Old Problems, New Tricks : A Post-Graduate Course on Age-Related Macular Degeneration

by Patricia Ann Lee, MD, MBA

In the heart of the lush Ortigas skyline, Crowne Plaza held in its halls the 20th post-graduate course of the Department of Ophthalmology of Cardinal Santos Medical Center.  The topic - age-related macular degeneration (AMD) - was oft-understated but increasingly important, as the country continues to grow towards an aging population. In 2016, 6M Filipinos were calculated to be over the age of 60. This number is expected to increase by 50% within the next 5 years.

With over two hundred resident and consultant ophthalmologists in attendance, the course provided an in depth understanding of AMD. Leaders in the field of retina, including Drs. Sherman Valero, Milagros Arroyo, and Narciso Atienza shared their expertise on the condition’s clinical presentation. Dr. Anna Tan from the Singapore National Eye Center (SNEC) provided a special lecture on the intricacies of diagnosing AMD through OCT-Angiography.



To highlight the importance of multi-disciplinary management, Dr.
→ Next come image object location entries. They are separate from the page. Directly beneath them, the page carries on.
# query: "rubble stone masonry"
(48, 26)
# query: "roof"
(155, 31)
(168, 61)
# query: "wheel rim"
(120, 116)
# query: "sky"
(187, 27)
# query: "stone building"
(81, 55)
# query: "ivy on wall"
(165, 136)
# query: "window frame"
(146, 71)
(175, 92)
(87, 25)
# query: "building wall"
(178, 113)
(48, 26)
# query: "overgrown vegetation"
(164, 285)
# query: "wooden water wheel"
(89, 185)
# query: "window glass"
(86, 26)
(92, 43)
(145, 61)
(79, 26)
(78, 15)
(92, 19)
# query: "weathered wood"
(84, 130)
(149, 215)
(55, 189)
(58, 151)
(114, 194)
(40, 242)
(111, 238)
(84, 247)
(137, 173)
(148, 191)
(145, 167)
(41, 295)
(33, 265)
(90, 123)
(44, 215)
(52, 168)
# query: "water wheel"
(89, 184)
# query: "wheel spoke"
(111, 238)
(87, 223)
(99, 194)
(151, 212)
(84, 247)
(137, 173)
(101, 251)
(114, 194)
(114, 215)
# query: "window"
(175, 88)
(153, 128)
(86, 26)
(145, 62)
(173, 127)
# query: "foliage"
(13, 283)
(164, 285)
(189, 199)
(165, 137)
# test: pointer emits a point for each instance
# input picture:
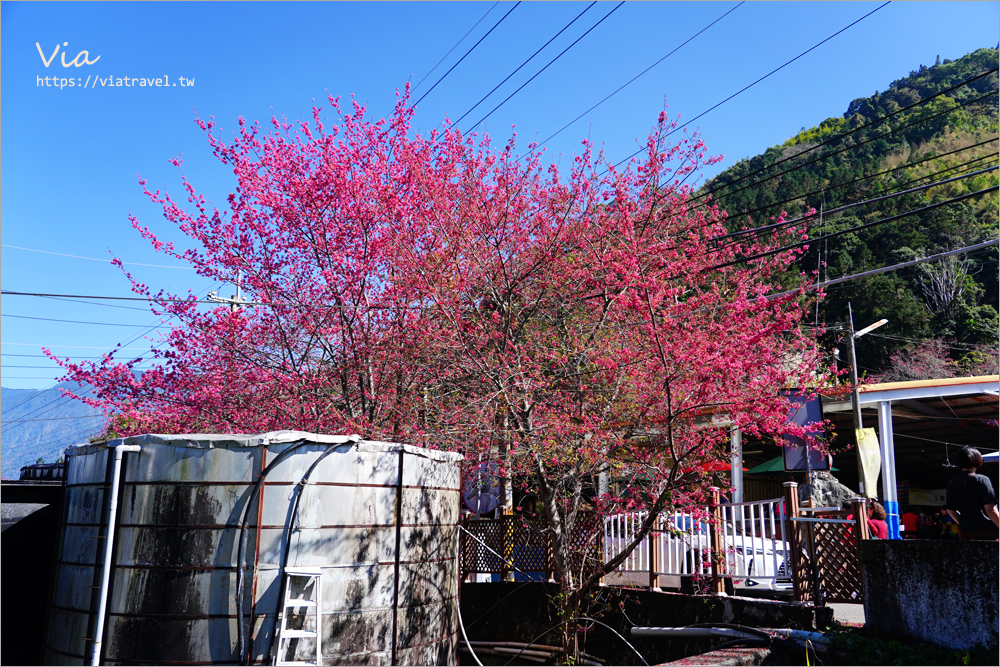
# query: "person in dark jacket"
(971, 501)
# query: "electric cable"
(630, 81)
(35, 412)
(467, 53)
(886, 269)
(97, 259)
(492, 7)
(846, 134)
(845, 207)
(105, 324)
(864, 178)
(745, 88)
(852, 229)
(565, 27)
(549, 63)
(853, 146)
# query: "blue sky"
(70, 156)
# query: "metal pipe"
(109, 545)
(729, 633)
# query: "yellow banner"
(870, 460)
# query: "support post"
(860, 511)
(855, 396)
(109, 549)
(796, 561)
(887, 448)
(718, 551)
(653, 540)
(736, 437)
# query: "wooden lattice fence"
(513, 544)
(826, 551)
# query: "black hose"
(242, 631)
(293, 515)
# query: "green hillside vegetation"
(953, 301)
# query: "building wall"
(936, 591)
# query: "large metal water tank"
(378, 519)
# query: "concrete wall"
(520, 611)
(941, 592)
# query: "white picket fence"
(753, 538)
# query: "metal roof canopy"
(927, 416)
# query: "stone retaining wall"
(941, 592)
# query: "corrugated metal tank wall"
(173, 594)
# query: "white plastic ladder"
(303, 591)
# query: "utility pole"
(236, 300)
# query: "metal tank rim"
(225, 440)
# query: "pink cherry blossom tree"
(442, 291)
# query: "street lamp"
(855, 397)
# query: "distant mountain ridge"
(936, 123)
(42, 424)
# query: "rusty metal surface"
(173, 587)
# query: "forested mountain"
(937, 123)
(41, 424)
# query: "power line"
(847, 134)
(851, 147)
(565, 27)
(630, 81)
(97, 259)
(845, 207)
(492, 7)
(549, 63)
(79, 347)
(46, 419)
(44, 367)
(865, 178)
(467, 53)
(43, 356)
(120, 346)
(851, 229)
(887, 269)
(105, 324)
(950, 346)
(774, 71)
(95, 303)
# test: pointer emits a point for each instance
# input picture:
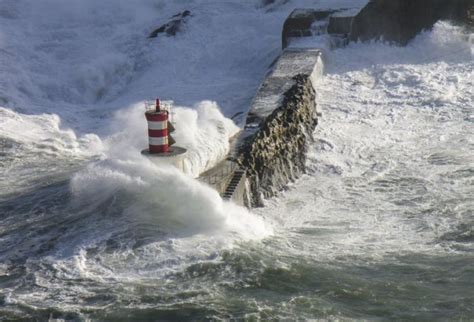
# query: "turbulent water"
(380, 227)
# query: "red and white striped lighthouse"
(161, 148)
(157, 129)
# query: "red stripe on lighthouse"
(157, 135)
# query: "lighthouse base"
(175, 157)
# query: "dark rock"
(399, 21)
(300, 24)
(280, 124)
(172, 27)
(340, 25)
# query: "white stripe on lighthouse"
(158, 141)
(157, 125)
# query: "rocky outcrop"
(172, 27)
(280, 124)
(302, 23)
(399, 21)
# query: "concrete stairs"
(233, 184)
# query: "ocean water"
(380, 226)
Romulo Aguilar discussed the condition’s epidemiologic and genetic origins; Dr. Jocelyn Sy emphasized the importance of a diet rich in green, leafy vegetables; and Dr. Sheila Santos-Jimenez put low vision rehabilitation on the forefront. Probably closest to the Department’s heart, however, is its final speaker and first year resident, Dr. Aprille Rapista, who has had research experience with Mount Sinai Hospital and Rutgers School of Medicine. She closed the didactic portion of the course with a discussion of her work on retinal transplantation options in AMD.

In another groundbreaking endeavor, the course similarly offered a workshop on intravitreal injections. 60 participants representing institutions all across the nation were taught proper theory and technique by Cardinal’s retina specialists. A demo-and-return-demo was also done on porcine eyes.
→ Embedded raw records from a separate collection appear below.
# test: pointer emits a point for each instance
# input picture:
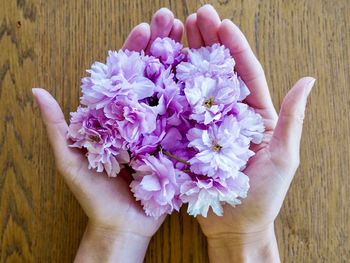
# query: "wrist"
(260, 246)
(104, 244)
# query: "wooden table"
(50, 44)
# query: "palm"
(107, 202)
(269, 172)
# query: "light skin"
(119, 231)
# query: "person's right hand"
(276, 159)
(108, 202)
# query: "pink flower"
(123, 75)
(221, 152)
(201, 193)
(214, 61)
(156, 185)
(251, 123)
(130, 118)
(104, 145)
(210, 98)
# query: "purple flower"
(201, 193)
(104, 145)
(167, 50)
(210, 99)
(130, 118)
(214, 61)
(221, 151)
(123, 75)
(251, 123)
(156, 185)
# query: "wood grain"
(51, 43)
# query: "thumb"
(287, 134)
(56, 127)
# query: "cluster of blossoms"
(177, 119)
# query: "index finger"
(248, 68)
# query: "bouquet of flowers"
(176, 117)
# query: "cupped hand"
(108, 202)
(276, 159)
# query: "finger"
(56, 127)
(208, 22)
(177, 30)
(138, 38)
(248, 68)
(194, 37)
(161, 24)
(287, 134)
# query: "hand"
(276, 159)
(108, 202)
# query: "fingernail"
(308, 87)
(34, 91)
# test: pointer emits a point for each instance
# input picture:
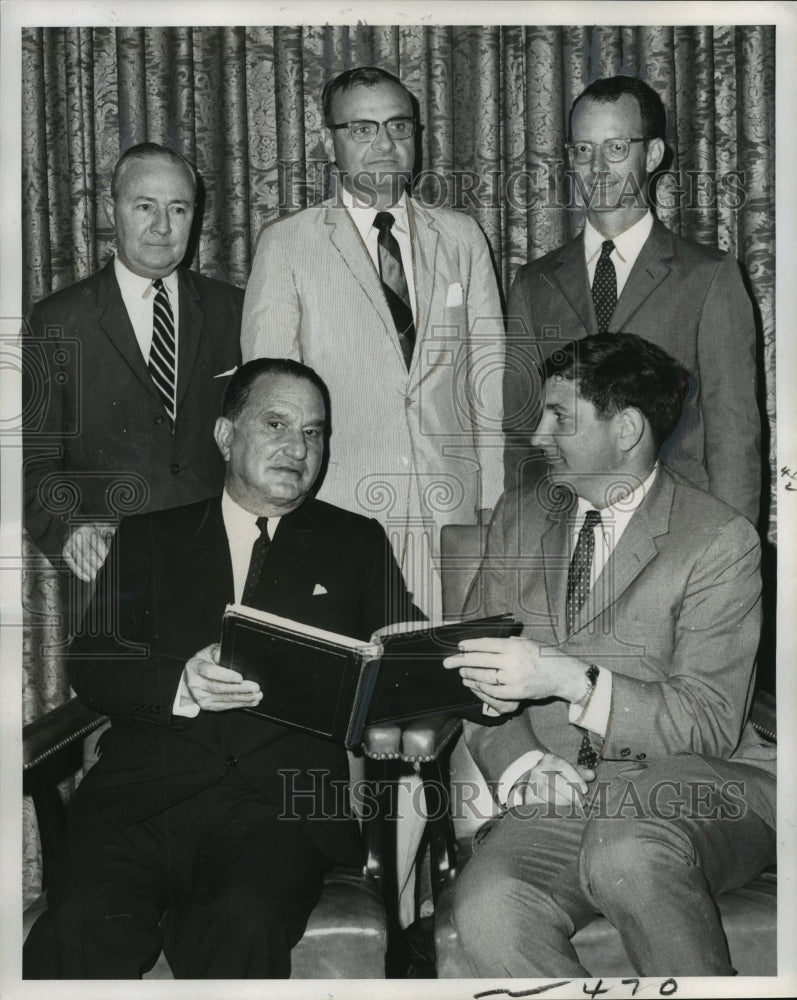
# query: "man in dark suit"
(121, 372)
(633, 781)
(627, 272)
(189, 807)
Over-all, the first foray into the elaborate world of age-related macular degeneration was a shining success. It recognized the impact of aging on vision and quality of life and served as a reminder to provide holistic, patient-centered, and evidence-based care at all times. One may even argue that the course is proof that today’s ophthalmologist could very well be the ophthalmologist of the future - one that is invested in all aspects of a patient’s visual health and wellbeing.


About The Author

Dr. Patricia Lee is a graduate of the Ateneo School of Medicine and Public Health. She is currently a second year resident in Cardinal Santos Medical Center.